Search code examples
pythonhadoopapache-sparkpysparkcntk

Write PySpark DF to File of Specialized Format


I'm working with PySpark 2.1 and I need to come up with a way to write my dataframe to a .txt file of a specialized format; so not the typical json or csv, but rather a CTF format (for CNTK).

The file cannot have extra parenthesis or commas etc. It follows the form:

|label val |features val val val ... val
|label val |features val val val ... val

Some code to show this might be as follows:

l = [('Ankit',25),('Jalfaizy',22),('saurabh',20),('Bala',26)]
rdd = sc.parallelize(l)
people = rdd.map(lambda x: Row(name=x[0], age=int(x[1]))).toDF()
people.show(n=4)

def Convert_to_String(r):
    return '|label ' + r.name + ' ' + '|features ' + str(r.age) + '\n'

m_p = people.rdd.map(lambda r: Row(Convert_to_String(r)) ).toDF()
m_p.show(n=3)

In the above example, I would want to simply append each string from each row into a file with out any extra characters.

The real data frame is quite large; It is likely ok for it to be split into multiple files; but would be preferable if the result were a single file.

Any insights is quite helpful.

THANKS!


Solution

  • Converting my comment to an answer.

    Instead of converting each record to a Row and calling toDF(), just map each record to a string. Then call saveAsTextFile().

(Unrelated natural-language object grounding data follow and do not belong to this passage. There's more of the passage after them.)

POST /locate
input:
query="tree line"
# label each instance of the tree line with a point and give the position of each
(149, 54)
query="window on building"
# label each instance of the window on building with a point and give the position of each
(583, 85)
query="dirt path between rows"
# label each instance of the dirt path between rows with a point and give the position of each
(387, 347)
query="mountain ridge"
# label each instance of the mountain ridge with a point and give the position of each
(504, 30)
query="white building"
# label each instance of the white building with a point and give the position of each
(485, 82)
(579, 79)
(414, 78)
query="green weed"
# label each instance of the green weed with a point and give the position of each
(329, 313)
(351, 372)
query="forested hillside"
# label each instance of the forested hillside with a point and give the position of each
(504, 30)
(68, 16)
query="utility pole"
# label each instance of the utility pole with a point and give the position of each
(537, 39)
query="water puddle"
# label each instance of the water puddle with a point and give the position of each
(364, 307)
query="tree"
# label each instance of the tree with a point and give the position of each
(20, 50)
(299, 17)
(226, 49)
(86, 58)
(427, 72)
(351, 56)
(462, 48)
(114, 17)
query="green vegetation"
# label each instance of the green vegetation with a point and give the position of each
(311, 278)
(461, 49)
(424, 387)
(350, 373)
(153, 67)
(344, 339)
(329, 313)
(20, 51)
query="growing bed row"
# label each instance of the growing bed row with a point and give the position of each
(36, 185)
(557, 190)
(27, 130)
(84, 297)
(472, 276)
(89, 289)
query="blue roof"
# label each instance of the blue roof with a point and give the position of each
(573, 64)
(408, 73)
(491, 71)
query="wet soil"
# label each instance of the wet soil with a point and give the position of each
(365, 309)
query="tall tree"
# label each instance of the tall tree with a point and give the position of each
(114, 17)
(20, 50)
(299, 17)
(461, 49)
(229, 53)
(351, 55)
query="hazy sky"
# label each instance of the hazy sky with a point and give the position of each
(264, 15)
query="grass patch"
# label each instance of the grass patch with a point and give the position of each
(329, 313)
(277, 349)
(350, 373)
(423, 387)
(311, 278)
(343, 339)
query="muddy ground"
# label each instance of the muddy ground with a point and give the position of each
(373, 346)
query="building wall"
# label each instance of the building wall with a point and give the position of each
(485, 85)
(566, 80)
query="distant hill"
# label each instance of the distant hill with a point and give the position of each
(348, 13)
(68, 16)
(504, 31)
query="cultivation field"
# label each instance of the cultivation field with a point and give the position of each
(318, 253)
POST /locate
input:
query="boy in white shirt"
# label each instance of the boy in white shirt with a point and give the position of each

    path = 'path/to/output/file'
    
    # depending on your data, you may need to call flatMap
    m_p = people.rdd.flatMap(lambda r: Convert_to_String(r))
    
    # now m_p will contain a list of strings that you can write to a file
    m_p.saveAsTextFile(path)
    

    Your data will likely be stored in multiple files, but you can concatenate them together from the command line. The command would look something like this:

    hadoop fs -cat path/to/output/file/* > combined.txt